2. Materials and Methods

2.1. Plant Materials

Russelia equisetiformis and Leucophyllum frutescens leaves were collected from the nursery of the Royal Commission for Riyadh City (Riyadh, Saudi Arabia) during October 2020 from a 6-month age plants. Collected plants were identified and verified at Princess Nourah Bint Abdulrahman University (Riyadh, Saudi Arabia). Plant leaves were cleaned with distilled water, air dried, and then ground into a fine powder using a milling machine (IKA Werke GMBH and Co., Staufen im Breisgau, Germany). The powder was stored at room temperature in plastic bags until use.
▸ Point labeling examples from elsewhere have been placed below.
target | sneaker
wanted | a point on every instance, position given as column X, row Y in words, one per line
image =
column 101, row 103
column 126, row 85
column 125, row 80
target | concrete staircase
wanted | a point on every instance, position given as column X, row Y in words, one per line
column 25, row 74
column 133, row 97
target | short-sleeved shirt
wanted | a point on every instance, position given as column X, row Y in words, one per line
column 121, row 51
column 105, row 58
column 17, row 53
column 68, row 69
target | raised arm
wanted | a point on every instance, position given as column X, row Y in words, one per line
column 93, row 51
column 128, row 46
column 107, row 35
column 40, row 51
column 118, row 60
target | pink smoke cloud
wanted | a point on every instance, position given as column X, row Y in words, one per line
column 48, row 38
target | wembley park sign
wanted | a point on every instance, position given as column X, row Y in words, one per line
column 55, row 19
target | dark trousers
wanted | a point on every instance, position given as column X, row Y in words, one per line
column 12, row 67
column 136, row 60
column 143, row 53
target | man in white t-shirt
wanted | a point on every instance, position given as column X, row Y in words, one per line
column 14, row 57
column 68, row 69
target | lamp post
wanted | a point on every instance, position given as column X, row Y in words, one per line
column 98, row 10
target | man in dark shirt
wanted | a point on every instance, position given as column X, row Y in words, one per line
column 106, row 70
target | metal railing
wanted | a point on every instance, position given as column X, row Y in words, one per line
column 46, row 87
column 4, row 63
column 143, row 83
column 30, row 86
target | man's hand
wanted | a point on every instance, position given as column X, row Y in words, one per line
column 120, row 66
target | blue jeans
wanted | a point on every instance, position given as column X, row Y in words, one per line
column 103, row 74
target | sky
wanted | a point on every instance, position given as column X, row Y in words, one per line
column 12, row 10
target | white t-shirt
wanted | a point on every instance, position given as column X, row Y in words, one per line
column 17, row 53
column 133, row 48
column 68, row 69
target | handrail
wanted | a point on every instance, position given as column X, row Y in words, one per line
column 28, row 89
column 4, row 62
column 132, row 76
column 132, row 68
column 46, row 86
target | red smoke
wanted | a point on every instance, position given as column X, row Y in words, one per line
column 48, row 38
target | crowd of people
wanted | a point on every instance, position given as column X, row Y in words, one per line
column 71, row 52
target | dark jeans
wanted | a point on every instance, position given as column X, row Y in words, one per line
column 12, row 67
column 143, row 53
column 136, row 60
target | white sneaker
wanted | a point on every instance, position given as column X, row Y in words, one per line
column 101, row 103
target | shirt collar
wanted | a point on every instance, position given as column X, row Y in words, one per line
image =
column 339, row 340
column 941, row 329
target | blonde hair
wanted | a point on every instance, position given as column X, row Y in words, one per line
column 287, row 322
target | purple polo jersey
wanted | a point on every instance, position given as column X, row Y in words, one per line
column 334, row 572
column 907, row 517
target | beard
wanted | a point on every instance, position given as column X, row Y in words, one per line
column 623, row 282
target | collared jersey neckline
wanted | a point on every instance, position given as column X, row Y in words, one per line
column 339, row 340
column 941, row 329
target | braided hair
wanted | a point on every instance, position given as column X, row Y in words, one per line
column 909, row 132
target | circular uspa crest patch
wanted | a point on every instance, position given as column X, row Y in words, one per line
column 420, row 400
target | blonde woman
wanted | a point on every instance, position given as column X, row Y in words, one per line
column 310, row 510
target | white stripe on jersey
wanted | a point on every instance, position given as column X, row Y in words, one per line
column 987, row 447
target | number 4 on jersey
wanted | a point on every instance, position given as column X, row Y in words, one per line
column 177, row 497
2.2. Preparation of Aqueous Extracts for AgNPs Synthesis

Aqueous extracts from the leaves were prepared by the addition of distilled water to the plant powder at a ratio of 100:2 (v:w). The mixture was heated for 15 min (90 °C), and Whatman No. 1 filter paper (diameter of 125 mm) was used for filtration. Afterwards the filtrate (10 mL) was added to 1 mM AgNO3 (90 mL) and again heated for 10 min at 90 °C. The reaction medium was covered with aluminium foil and kept in the dark at room temperature and the colour change was observed until a stable dark brown colour was obtained, indicative of the formation of Ag NPs. Afterward, the mixture was centrifuged for 20 min at 14,000 rpm, the supernatant was discarded and the pellet was washed two times with distilled water repeating the same conditions and then kept for drying at room temperature. Finally, 1 mg/mL of each NPs were kept for further investigations.

2.3. NPs Characterization

Different methods were used for the description of the prepared biogenic NPs. Hydrodynamic size and zeta potential analysis were determined by a dynamic light scattering (DLS) system using a Zetasizer (NANO ZSP, Serial Number: MAL1034318, ver 7.11, Malvern Instruments Ltd., Malvern, UK). For the size distribution and morphology analysis, electron transmission microscopy (TEM) was applied using a TEM system (JEM-1011, JEOL, Tokyo, Japan) at 80 kV voltage. A drop of NPs solution was taken and laid on a carbon-coated copper grid (200 mesh) and further placed in a vacuum desiccator for drying [37]. Energy-dispersive X-ray spectroscopy (EDS) was applied using a scanning electron microscope (JEOL JED-2200 series) to examine the NPs’ surface and further prove the presence of elemental silver [38].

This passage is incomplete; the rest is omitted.